Entangled Legacies: Human, Forest, and Tree Dynamics

Part of: Society for American Archaeology 89th Annual Meeting, New Orleans, LA (2024)

This collection contains the abstracts of the papers presented in the session entitled "Entangled Legacies: Human, Forest, and Tree Dynamics" at the 89th annual meeting of the Society for American Archaeology.

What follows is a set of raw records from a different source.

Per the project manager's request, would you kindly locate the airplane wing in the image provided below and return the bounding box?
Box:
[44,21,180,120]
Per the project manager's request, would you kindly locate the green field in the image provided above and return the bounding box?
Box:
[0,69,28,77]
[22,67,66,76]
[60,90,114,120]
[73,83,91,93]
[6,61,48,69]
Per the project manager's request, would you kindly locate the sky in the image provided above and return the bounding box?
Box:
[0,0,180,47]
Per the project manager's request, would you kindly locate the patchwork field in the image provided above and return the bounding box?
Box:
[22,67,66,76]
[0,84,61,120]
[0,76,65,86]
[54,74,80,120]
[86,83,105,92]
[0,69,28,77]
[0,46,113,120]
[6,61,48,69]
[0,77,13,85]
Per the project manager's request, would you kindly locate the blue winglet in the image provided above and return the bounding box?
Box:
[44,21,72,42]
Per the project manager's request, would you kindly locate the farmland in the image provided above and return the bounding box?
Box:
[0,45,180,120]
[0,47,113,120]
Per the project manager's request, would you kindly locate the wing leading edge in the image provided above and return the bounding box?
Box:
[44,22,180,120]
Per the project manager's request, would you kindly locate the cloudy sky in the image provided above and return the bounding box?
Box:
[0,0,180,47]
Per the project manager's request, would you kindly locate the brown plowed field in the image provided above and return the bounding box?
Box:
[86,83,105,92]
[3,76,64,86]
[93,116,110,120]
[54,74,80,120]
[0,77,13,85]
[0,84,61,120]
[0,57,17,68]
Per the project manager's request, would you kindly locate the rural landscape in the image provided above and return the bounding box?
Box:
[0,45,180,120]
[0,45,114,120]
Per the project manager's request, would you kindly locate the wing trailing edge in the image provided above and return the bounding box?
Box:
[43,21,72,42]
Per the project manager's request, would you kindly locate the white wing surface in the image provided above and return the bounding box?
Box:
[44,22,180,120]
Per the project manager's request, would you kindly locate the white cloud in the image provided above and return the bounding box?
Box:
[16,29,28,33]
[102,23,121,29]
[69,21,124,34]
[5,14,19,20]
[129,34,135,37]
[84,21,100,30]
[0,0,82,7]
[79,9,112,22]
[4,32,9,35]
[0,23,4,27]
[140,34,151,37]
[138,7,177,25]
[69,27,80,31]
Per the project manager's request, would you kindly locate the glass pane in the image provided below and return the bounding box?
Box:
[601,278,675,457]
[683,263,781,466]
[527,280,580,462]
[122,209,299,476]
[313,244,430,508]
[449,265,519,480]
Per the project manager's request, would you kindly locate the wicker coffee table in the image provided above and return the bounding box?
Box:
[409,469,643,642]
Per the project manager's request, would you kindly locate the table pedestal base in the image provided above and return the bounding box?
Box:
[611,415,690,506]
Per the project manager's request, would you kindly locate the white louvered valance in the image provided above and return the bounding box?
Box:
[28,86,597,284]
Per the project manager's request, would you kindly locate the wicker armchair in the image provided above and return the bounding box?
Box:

Globally, communities have often surrounded their everyday habitats, their sociopolitical centers, their burial grounds, and their sacred sites with symbolic and/or economically useful trees and plants. Archaeological perspectives demonstrate how cultural land use was a driver of ecosystem change through time. For example, forests once considered “wild” are now in many regions seen as the direct reflection of past human activity, as communities actively managed forested foodsheds and woodlands with important economic use. In other instances, trees can remain the longest lasting legacy of otherwise short-term occupations. This session gathers scholars of diverse regions of the world and temporal foci who apply varied data sources (archaeological, anthropological, and historical or a combination thereof) to speak to the importance of particular tree species for ceremonial and/or quotidian use or to the management of forests as cultural and natural landscapes. Papers highlight particular methods (e.g., GIS, anthracology, botanical surveys, pollen analysis, community engagement), theoretical perspectives (e.g., nonhuman object agency, historical ecology), and/or specific themes (settlement pattern analysis, spatial analysis, phenomenology, cultural landscapes) in their exploration of human-forest-tree dynamics.